# Which to get? LA Jack Plane or LA Jack Rabbet Plane



## felkadelic (Jun 12, 2011)

I'm in the market for a new plane, and am trying to decide between the Veritas Low-Angle Jack or the new Veritas Low-Angle Jack Rabbet Plane. It seems like the Jack Rabbet offers more versatility, but I was hoping to get some input. Can anyone think of any reason (other than the price difference) not to get the rabbet plane? Unfortunately, my budget only allows for one new plane at this time.

If it matters, this is my current stable of planes:
WoodRiver #5
Vintage Stanley #4
Woodriver Low-Angle and Standard Blocks
Yardsale Standard Block
Handmade Krenov plane
Stanley #92 Shoulder Plane


----------



## knockknock (Jun 13, 2012)

In your case, as you already have the WoodRiver #5, which is a 14" jack plane. The 15" low angle jack plane will probably be redundant for most uses, other than it being a lower angle plane. So unless you need the lower angle, I would say your choice is almost a slam dunk. The other side of the question is, for what you plan to build in the near future, will the jack rabbet plane be used?


----------



## Deycart (Mar 21, 2012)

I plan to buy the la jack for shooting. It seams to be the best plane for the bang as far as shooting goes and you can't do that with the rabbet.


----------



## ArlinEastman (May 22, 2011)

Why argue with yourself.

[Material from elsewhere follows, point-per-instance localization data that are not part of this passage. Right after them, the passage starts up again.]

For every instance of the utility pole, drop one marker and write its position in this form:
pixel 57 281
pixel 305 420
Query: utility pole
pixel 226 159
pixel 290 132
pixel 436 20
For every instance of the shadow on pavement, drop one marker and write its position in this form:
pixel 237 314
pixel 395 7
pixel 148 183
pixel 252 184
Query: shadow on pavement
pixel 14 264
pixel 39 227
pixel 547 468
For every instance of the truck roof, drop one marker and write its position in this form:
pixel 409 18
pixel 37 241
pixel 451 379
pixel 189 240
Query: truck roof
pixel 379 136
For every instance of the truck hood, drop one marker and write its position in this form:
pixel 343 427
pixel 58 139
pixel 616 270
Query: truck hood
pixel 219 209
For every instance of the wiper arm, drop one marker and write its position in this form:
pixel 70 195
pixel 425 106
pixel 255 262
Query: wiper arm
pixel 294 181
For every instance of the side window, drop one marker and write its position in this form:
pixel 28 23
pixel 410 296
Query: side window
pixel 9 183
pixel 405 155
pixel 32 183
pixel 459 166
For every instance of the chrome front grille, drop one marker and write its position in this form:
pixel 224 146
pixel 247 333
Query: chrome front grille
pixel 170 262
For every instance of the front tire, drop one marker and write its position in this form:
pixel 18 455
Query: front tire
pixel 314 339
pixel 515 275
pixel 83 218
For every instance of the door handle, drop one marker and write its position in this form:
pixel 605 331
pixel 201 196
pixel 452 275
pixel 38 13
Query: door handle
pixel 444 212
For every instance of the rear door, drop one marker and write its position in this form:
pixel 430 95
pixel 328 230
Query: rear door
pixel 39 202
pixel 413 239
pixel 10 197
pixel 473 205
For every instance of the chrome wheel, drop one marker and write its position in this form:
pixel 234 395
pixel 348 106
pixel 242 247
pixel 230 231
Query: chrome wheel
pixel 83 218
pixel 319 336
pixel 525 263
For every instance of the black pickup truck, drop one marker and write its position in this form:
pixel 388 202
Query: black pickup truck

Buy both of them.


----------



## Bonka (Apr 13, 2012)

I have a LN rabbet plane or as called Chariot Makers Plane. I seldomeuse it but it is a God sent when I do. I also have a LV LA Jack. I use it for many, many things. Ilove it for shooting and just plane using. I have 38d blade I can drop in when I need a York pitch for figured wood. The bottom line for me if I could only have one plane of the two it would be the LV.
The LN is a wounderful plane. I just do not use it much.


----------



## NiteWalker (May 7, 2011)

LV LAJ.


----------



## lysdexic (Mar 21, 2011)

Have you considered a #7 or BU jointer. Very, very handy and it doesn't appear the you have one.


----------



## ksSlim (Jun 27, 2010)

Jack-rabbit for my bucks.


----------



## Straightbowed (Feb 9, 2012)

it's a solid Jack Rabbet it would be more versatile no MEDULA


----------



## JohnChung (Sep 20, 2012)

Interesting choice….... I do have a LV LA Jack. It is a versatile plane "jack of all trades" but from your list
of planes you need to ask this question.

Can your current planes handle the task you are involved in?

If you do want to make a different a LV BU jointer or a Scrub plane is a good choice. I don't chamber the LV LA Jack b'cos the plane blade is very wide as it is. You can check Derek Cohen web-site in converting your plane to a scrub plane. Even with all the modification of the blade for your jack, weight is still an issue. A scrub plane is light enough. Anyway you have an alternative there 

Living without a dedicated scrub plane is okay….. But a jointer is NECESSARY for stock longer then 3 feet. This is on my *list*.


----------



## lysdexic (Mar 21, 2011)

Again, if you already have a jack consider a jointer. I have both a LN #7 and Veritas BU jointer. The Veritas BU jointer is an exceptional plane.


----------